1. Suspeita clínica e diagnóstico
Casos de recém-nascidos com distensão abdominal, vômitos e dificuldade para evacuar são encaminhados ao especialista. A avaliação inicial inclui histórico clínico, exame físico e exames como radiografia abdominal e enema opaco. Em situações duvidosas, a biópsia retal confirma a ausência de células ganglionares.
2. Preparo pré-operatório
Pacientes com obstrução intestinal ou enterocolite exigem intervenção imediata. O especialista coordena a descompressão intestinal, hidratação e antibioticoterapia quando necessário, reduzindo riscos cirúrgicos.
3. Correção cirúrgica
O tratamento definitivo envolve procedimentos como a pull-through retal (técnicas de Swenson, Soave ou Duhamel). Cirurgiões pediátricos atuam na ressecção do segmento agangliônico e reconstrução do trânsito intestinal.

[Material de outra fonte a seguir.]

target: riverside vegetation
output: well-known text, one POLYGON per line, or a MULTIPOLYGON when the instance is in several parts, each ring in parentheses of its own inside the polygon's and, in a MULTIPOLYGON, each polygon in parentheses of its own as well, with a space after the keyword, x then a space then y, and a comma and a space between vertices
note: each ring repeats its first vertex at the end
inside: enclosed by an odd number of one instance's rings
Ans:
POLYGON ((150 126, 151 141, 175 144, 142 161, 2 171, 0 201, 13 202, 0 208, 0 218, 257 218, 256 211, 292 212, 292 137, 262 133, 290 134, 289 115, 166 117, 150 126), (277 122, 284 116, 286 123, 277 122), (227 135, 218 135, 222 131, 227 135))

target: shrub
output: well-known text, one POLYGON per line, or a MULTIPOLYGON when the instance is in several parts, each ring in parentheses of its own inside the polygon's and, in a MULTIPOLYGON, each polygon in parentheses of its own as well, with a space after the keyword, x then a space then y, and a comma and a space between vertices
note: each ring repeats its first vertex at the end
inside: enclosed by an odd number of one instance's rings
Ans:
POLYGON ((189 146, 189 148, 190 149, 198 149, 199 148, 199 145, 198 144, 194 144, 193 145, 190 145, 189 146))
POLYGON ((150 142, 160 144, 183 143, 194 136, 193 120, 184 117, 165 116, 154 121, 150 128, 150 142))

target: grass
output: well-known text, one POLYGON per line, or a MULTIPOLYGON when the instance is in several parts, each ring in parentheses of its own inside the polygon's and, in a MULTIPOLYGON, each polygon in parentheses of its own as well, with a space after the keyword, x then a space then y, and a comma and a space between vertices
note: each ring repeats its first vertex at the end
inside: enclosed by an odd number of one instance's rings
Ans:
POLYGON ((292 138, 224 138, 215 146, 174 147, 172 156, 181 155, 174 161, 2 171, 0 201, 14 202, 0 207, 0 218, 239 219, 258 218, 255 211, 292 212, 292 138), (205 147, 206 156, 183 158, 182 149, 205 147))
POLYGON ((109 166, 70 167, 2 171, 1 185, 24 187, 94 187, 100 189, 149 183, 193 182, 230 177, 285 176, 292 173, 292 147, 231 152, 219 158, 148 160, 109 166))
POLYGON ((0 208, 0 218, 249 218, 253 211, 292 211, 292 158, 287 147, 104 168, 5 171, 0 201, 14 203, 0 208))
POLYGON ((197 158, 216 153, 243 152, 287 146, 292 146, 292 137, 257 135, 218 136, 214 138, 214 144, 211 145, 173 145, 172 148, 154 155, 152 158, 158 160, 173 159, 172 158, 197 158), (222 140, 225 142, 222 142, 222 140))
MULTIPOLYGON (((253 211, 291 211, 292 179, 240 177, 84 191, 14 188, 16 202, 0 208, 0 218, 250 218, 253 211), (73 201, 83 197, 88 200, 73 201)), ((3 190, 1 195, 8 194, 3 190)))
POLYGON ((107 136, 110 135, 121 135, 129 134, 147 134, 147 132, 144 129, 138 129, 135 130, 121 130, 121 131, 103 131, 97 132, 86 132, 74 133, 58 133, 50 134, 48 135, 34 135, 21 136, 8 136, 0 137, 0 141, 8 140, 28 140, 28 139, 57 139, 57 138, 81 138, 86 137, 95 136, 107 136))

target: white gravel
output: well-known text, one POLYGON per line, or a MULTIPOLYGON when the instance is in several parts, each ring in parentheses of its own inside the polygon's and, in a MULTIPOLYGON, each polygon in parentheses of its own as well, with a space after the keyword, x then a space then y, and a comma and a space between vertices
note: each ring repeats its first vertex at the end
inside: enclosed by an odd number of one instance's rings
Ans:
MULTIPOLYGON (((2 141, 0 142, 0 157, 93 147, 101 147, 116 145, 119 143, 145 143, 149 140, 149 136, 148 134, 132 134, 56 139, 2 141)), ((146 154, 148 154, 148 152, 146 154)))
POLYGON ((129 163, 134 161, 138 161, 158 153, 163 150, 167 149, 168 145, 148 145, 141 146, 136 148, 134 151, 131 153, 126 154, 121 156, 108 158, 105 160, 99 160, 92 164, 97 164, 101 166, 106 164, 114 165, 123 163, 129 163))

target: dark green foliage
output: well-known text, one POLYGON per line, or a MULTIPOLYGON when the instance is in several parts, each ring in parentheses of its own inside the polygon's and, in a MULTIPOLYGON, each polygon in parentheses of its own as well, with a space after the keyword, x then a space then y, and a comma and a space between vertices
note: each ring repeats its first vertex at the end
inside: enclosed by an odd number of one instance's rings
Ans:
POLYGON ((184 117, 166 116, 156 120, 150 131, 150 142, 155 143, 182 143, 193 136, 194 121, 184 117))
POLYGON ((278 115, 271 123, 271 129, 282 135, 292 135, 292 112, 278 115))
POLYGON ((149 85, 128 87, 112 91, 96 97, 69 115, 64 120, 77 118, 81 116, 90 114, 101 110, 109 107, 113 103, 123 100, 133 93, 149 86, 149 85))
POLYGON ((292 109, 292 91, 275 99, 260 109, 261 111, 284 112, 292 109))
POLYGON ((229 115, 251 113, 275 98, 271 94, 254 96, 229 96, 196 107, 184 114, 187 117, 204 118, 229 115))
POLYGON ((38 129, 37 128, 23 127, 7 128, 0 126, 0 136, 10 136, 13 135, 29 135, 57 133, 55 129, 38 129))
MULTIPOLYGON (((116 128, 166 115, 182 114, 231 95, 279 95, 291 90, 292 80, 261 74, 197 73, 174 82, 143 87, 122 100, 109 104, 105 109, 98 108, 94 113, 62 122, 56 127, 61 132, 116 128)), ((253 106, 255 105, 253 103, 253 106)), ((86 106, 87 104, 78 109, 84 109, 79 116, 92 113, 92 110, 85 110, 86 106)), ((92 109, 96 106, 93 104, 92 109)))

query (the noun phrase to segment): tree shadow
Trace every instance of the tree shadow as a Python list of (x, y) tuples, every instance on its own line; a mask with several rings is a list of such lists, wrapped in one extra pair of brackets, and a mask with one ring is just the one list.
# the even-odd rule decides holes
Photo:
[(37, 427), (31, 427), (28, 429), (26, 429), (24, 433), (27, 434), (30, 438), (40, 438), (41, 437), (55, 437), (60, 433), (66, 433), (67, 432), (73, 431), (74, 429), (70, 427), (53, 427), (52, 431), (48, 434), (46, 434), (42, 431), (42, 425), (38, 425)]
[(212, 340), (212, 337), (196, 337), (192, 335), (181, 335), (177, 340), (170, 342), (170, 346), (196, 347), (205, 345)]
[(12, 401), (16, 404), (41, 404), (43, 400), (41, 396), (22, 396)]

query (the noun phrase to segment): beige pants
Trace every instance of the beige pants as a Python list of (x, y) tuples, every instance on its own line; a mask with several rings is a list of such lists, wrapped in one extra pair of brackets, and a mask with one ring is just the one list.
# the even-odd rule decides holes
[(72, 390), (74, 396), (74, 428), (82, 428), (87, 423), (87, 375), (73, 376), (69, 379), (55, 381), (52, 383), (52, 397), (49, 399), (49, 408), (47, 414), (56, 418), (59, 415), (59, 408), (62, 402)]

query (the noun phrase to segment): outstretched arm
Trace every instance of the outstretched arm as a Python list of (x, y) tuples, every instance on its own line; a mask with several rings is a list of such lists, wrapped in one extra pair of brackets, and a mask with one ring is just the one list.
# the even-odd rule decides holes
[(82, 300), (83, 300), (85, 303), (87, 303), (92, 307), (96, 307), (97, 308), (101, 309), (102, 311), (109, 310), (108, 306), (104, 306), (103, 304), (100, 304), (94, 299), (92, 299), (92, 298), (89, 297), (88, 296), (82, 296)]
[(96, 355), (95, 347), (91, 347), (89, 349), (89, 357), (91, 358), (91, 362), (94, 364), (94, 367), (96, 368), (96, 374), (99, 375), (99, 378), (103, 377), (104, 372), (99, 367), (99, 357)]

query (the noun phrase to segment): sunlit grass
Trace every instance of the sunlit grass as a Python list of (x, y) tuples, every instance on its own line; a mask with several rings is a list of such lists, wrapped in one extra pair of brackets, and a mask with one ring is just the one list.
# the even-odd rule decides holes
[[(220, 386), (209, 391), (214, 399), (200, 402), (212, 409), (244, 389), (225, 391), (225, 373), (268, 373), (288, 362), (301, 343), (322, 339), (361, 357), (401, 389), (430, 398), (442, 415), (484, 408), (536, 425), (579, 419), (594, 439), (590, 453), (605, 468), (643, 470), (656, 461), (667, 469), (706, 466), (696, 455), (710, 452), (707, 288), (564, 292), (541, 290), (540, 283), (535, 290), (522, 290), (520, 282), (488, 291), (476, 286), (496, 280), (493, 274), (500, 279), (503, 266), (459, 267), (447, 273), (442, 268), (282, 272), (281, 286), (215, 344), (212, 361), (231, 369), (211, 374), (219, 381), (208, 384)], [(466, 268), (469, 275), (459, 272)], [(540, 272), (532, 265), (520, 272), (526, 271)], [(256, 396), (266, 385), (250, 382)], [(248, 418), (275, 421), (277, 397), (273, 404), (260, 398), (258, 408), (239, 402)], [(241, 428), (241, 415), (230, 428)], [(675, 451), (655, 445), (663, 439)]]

4. Complicações pós-cirúrgicas
Casos de estenose anastomótica, incontinência fecal ou obstipação persistente demandam reavaliação. O especialista ajusta condutas, como dilatações ou reoperação, e monitora o crescimento e desenvolvimento da criança.
5. Acompanhamento a longo prazo
Pacientes com doença de Hirschsprung de segmento longo ou comorbidades (ex.: síndrome de Down) necessitam de acompanhamento multidisciplinar. O especialista gerencia complicações tardias, como enterocolite ou dismotilidade intestinal residual.